Named Funds

MARINA VAN DAMME FUND

Your donation counts, every year again!

Dr. ir. Marina Van Damme was the first engineer to obtain a PhD at the former Technical University College Twente in 1965. Van Damme wants to enable young, talented and ambitious alumna from the University of Twente to further develop to increase their opportunities on the labour market and in their career. Van Damme had an impressive career in science and industry.

In 1947, Marina Van Damme decided to study chemical engineering at the Technical University Delft, then called the Technical University College. She studied in the male dominated environment with interest-free advances. She completed her studies as a chemical engineer in 1953. It was the beginning of an illustrious career. After five instructive years at the Central Laboratory of TNO in Delft, she moved to the Koninklijke Nederlandse Zoutindustrie (KNZ) (now part of Akzo Nobel). First as research staff and later as head of the laboratory and deputy director of KNZ. During this period she also became the first woman to obtain a PhD at the University of Twente.
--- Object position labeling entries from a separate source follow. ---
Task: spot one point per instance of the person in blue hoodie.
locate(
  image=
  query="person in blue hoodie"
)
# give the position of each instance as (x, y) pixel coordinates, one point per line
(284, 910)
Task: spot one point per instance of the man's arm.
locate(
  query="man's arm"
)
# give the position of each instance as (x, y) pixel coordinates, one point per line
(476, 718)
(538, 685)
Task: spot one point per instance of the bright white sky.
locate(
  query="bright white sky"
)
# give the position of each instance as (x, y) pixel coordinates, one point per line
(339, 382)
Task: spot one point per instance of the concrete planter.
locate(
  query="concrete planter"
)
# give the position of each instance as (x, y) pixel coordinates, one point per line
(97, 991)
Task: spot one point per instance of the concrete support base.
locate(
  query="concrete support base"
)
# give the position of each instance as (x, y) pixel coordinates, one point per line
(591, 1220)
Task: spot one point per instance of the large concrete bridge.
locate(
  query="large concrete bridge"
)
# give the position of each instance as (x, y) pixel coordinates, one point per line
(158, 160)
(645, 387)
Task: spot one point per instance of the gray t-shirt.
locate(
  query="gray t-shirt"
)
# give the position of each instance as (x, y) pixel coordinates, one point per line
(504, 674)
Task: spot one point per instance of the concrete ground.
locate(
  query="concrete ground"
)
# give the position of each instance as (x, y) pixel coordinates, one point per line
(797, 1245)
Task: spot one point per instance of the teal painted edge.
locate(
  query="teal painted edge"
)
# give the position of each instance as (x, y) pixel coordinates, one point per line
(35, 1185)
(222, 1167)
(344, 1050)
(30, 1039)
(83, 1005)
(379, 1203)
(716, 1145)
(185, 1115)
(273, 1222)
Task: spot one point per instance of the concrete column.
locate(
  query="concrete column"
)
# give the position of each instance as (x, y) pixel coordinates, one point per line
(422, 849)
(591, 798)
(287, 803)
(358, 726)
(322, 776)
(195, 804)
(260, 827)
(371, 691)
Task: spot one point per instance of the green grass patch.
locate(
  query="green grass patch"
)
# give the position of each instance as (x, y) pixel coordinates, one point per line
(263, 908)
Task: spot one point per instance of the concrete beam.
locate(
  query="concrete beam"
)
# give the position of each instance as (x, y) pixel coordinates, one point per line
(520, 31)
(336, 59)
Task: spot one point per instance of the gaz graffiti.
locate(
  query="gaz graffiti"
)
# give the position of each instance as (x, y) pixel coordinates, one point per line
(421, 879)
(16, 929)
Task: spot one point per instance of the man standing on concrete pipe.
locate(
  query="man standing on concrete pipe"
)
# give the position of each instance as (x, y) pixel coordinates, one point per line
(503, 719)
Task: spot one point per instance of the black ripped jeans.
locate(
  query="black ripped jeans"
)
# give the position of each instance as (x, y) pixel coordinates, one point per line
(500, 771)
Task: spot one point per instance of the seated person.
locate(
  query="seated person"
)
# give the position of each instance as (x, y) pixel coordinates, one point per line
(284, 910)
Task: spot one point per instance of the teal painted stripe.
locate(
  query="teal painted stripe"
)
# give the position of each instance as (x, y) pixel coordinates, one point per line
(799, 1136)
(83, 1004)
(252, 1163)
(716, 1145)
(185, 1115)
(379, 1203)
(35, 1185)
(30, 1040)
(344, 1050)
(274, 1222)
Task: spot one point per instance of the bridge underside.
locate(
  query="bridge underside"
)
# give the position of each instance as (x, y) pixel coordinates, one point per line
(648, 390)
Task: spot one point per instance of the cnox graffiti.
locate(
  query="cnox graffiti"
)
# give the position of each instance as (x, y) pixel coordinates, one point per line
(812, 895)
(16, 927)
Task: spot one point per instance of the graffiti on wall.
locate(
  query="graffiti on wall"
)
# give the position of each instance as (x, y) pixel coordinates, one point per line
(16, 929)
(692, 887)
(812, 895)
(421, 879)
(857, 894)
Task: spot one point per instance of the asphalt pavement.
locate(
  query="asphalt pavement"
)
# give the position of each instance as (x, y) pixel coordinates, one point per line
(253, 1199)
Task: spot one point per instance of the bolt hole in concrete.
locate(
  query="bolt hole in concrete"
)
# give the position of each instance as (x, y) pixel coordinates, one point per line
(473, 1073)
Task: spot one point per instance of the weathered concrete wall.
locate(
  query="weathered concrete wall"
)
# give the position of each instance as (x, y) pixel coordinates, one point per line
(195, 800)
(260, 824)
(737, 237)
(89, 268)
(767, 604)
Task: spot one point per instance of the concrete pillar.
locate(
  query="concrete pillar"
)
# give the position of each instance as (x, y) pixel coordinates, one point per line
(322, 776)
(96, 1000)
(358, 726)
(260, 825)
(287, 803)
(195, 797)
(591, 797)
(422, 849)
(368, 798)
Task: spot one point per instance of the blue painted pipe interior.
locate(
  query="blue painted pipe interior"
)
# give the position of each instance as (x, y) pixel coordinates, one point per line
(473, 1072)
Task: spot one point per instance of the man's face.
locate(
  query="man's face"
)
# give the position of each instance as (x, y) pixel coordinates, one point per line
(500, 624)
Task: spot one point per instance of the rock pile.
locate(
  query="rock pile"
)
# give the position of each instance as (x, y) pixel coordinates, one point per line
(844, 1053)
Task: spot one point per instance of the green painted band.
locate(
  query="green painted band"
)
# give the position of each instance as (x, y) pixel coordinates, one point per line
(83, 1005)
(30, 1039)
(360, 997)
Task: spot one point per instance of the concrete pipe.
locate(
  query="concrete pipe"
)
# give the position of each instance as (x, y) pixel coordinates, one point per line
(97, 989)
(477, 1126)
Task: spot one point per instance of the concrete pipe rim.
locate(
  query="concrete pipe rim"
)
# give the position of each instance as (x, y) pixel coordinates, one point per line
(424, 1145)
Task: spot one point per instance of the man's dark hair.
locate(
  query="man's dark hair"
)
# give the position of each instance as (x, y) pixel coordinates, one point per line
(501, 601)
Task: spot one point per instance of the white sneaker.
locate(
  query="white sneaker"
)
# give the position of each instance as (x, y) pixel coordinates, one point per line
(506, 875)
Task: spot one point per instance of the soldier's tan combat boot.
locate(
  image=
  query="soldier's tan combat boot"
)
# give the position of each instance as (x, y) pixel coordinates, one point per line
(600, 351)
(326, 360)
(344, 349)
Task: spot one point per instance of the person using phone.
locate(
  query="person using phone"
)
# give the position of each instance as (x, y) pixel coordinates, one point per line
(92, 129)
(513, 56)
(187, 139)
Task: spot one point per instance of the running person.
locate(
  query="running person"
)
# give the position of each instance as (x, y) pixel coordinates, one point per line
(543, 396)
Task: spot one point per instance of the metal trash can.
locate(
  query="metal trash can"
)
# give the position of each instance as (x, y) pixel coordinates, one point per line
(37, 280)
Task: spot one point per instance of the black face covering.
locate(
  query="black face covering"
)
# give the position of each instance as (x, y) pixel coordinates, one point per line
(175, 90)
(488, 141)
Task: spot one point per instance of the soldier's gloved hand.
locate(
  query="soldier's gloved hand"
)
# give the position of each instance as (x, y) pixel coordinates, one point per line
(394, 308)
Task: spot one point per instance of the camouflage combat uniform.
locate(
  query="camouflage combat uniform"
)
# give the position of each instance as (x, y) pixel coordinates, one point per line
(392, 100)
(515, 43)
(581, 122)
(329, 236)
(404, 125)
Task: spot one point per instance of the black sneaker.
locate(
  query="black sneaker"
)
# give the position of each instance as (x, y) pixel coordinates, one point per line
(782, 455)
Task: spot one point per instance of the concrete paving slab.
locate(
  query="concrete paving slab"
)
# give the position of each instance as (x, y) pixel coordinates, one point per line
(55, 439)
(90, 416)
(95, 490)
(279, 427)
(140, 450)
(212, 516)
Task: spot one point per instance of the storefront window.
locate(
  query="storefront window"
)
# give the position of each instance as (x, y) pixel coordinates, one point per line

At around the age of forty, she decided it was time for something completely different. She left research behind; she wanted to focus on business development. It was a leap in the dark for Van Damme but she soon climbed the career ladder once again. 'The fact that at the time my husband gave precedence to my career and not his, and supported me every step of the way, was extremely important to me.' She became director of Chemical Strategy at Akzo in 1977 via many other roles. She advises the Executive Board on strategic and operational plans and investment projects and acquisitions. She sits on the Supervisory Boards of TNO and ABN AMRO, is active in the entrepreneur organisation VNO and is a member of study groups in Brussels and considers technology policy at the Ministry of Economic Affairs.

"I have had an amazing career, which I also want for other female graduates. I want to offer them the opportunity to take another step outside their particular university, to explore their field in more detail or become more international. As a result they increase their chances of having an interesting career", says Marina Van Damme, who welcomes the prize winners under the apple tree on her farm every summer. "It creates a network of women that can share their experiences and help each other. This reveals that the scholarship does indeed give their career a boost."